The role of host amino acid metabolism in behavioral changes during latent toxoplasmosis

Toxoplasmosis is an opportunistic disease caused by the obligate intracellular parasite Toxoplasma gondii. This parasite has been infected nearly 2 billion people globally. In healthy individuals, Toxoplasma infection is usually asymptomatic or it presents as mild flu-like symptoms, as the immune system effectively keeps the replicative

forms (tachyzoites) from causing illness. However, by converting into latent forms, Toxoplasma forms tissue cysts in the brain and heart that persist for a lifetime. Toxoplasma tissue cysts are surrounded by a thick wall which protects the parasites to available drugs and host immune response. Bradyzoites, the latent forms found

in tissue cysts, sense the environment and can be released from the cysts and transformed into tachyzoites, which results in reactivation of the disease. This frequently occurs in HIV/AIDS patients, and it causes brain lesions that can be life-threatening. In healthy individuals, there is a correlation between chronic toxoplasmosis

and neurocognitive impairment, as well as mental and neurological disorders. We previously demonstrated that neuroinflammation is one of the major factors that contribute to behavioral changes in Toxoplasma-infected mice; this was recently confirmed by another study that found that several amino acid related genes are dysregulated

in the brains of infected mice, contributing to behavioral alterations and neuroinflammation.
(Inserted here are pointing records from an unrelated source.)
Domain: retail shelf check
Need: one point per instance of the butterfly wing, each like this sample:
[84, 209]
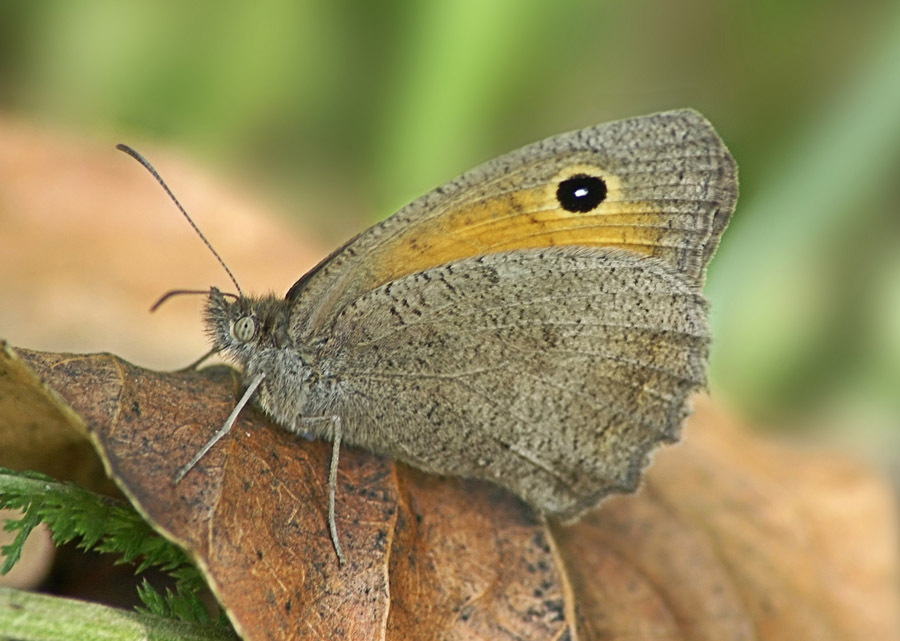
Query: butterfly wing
[551, 372]
[670, 189]
[536, 322]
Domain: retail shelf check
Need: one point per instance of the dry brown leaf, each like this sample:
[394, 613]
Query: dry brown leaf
[731, 537]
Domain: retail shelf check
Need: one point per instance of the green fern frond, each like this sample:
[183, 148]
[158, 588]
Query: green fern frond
[101, 524]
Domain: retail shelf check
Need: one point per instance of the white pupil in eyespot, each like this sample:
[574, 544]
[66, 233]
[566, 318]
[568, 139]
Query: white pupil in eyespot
[244, 329]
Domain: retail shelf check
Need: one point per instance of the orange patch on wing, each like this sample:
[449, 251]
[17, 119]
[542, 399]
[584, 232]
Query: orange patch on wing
[523, 219]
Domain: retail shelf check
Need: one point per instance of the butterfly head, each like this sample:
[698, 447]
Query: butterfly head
[244, 327]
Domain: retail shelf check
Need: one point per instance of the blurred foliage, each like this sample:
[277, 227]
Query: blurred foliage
[354, 108]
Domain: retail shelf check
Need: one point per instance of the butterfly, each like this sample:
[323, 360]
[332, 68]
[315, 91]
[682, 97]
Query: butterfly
[537, 322]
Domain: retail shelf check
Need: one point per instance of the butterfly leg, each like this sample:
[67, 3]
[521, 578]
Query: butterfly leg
[332, 480]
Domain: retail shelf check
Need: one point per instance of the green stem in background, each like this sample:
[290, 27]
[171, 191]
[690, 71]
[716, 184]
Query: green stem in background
[38, 617]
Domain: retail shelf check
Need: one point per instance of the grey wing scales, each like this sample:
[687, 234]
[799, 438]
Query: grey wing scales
[551, 372]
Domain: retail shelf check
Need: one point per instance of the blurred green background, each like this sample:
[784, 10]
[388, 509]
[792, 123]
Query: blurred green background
[358, 107]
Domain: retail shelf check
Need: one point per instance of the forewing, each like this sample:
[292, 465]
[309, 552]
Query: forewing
[671, 188]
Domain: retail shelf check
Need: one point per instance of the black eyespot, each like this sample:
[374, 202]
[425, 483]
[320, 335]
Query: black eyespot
[581, 193]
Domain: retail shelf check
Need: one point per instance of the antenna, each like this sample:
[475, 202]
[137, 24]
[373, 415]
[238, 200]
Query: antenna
[131, 152]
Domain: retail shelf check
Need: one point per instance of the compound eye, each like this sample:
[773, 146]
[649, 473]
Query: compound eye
[244, 328]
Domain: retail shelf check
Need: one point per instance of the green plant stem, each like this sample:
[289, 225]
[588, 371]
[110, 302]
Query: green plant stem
[38, 617]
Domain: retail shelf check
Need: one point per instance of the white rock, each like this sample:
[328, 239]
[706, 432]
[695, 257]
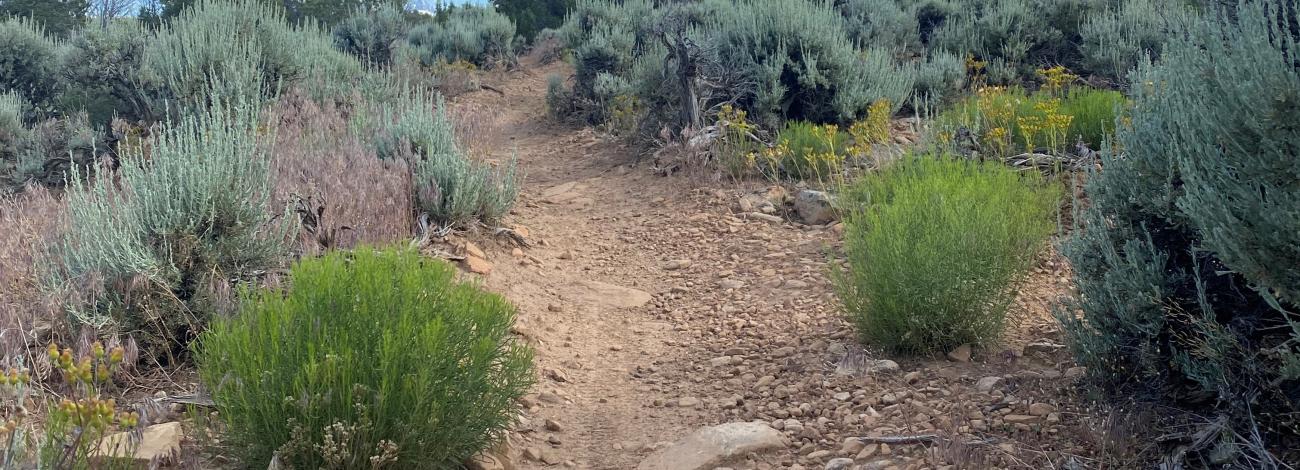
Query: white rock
[710, 447]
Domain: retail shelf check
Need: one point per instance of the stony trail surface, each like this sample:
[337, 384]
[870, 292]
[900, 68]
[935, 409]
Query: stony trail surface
[658, 305]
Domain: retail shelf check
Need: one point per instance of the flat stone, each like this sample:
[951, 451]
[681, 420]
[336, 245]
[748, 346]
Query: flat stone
[477, 265]
[961, 355]
[559, 190]
[713, 447]
[839, 464]
[159, 443]
[986, 384]
[615, 296]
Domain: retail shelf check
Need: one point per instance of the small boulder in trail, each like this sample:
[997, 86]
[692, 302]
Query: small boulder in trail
[710, 447]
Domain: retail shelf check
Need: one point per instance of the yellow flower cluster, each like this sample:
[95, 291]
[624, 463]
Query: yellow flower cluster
[872, 130]
[736, 149]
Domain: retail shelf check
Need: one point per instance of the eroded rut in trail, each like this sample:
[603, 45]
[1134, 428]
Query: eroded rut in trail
[655, 308]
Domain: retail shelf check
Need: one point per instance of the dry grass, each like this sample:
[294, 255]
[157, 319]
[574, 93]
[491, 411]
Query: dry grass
[31, 221]
[342, 191]
[476, 127]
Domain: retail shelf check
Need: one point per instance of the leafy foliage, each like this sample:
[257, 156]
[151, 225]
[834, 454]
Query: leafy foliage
[59, 17]
[533, 16]
[369, 360]
[475, 34]
[936, 248]
[239, 43]
[450, 187]
[371, 35]
[100, 70]
[27, 61]
[182, 217]
[1186, 262]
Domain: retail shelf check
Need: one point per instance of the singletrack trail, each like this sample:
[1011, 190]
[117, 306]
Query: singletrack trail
[655, 307]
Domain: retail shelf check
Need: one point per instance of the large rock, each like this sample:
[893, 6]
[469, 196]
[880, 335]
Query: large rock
[615, 296]
[160, 444]
[815, 207]
[711, 447]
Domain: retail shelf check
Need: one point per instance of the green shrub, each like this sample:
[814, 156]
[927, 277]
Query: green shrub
[475, 34]
[802, 64]
[372, 35]
[183, 216]
[242, 42]
[450, 187]
[369, 360]
[1021, 35]
[936, 248]
[880, 22]
[27, 62]
[940, 78]
[811, 152]
[1188, 252]
[1114, 40]
[1010, 121]
[100, 70]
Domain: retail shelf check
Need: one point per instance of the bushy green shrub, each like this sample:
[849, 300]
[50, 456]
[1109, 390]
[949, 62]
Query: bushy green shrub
[802, 64]
[369, 360]
[1116, 39]
[940, 78]
[40, 153]
[936, 248]
[100, 70]
[372, 35]
[243, 42]
[27, 61]
[450, 186]
[1022, 35]
[475, 34]
[779, 60]
[1188, 252]
[183, 216]
[882, 24]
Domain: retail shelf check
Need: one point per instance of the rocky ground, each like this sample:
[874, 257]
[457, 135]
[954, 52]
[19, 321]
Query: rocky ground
[681, 322]
[662, 308]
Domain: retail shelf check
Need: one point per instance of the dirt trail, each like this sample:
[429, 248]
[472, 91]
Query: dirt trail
[654, 308]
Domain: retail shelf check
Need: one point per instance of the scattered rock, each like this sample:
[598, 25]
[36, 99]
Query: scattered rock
[815, 207]
[839, 464]
[765, 217]
[472, 249]
[159, 443]
[551, 425]
[880, 366]
[961, 355]
[710, 447]
[987, 383]
[676, 264]
[477, 265]
[1041, 409]
[558, 375]
[1021, 418]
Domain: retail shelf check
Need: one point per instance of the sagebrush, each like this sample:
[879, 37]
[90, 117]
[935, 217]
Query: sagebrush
[936, 248]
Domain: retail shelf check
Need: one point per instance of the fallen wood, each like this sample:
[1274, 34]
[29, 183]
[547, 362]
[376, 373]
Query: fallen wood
[915, 439]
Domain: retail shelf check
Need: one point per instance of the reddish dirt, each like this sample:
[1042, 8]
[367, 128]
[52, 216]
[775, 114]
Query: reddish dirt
[739, 322]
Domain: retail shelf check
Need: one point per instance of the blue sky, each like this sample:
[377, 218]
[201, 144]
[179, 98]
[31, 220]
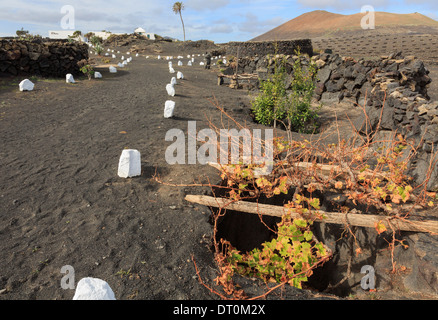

Auxotrophic for several nutrients Toxoplasma acquires amino acids from the host to establish infection, which affects the host cell metabolism and amino acid availability. We recently demonstrated that Toxoplasma depletes arginine in

infected cells leading to host metabolic changes resulting in higher expression of host cationic amino acid transporter-1 (CAT1) regulated by GCN2. Toxoplasma infection induces not only CAT1 expression but also increases the arginine transporter activity, elevating the arginine levels of infected cells. While we have made

progress in understanding the role of arginine during Toxoplasma acute infection, the role of this and other host amino acid availability during chronic toxoplasmosis has been frustratingly mysterious. Our preliminary findings support our working hypothesis that Toxoplasma modulates host amino acid pathways to establish chronic

infection. This proposal will test the hypothesis that two-host amino acid metabolism pathways, GCN2 and mTORC1, mediate parasite persistence in the brain. Our experimental plan consists of two independent aims that will elucidate the role of amino acid metabolism during Toxoplasma infection in the brain and how amino

acid availability contribute to behavioral changes in chronically infected mice. Aim 1 will determine the role of host amino acid levels during development of Toxoplasma tissue cysts in mice. Aim 2 will elucidate the role of GCN2 and mTORC1 pathways in neurological alterations during Toxoplasma infection. Resolving the

mechanism underlying this observation will provide much needed insight into how the parasite causes neurological alterations putting us in a better position to develop novel therapies to treat Toxoplasma in patients.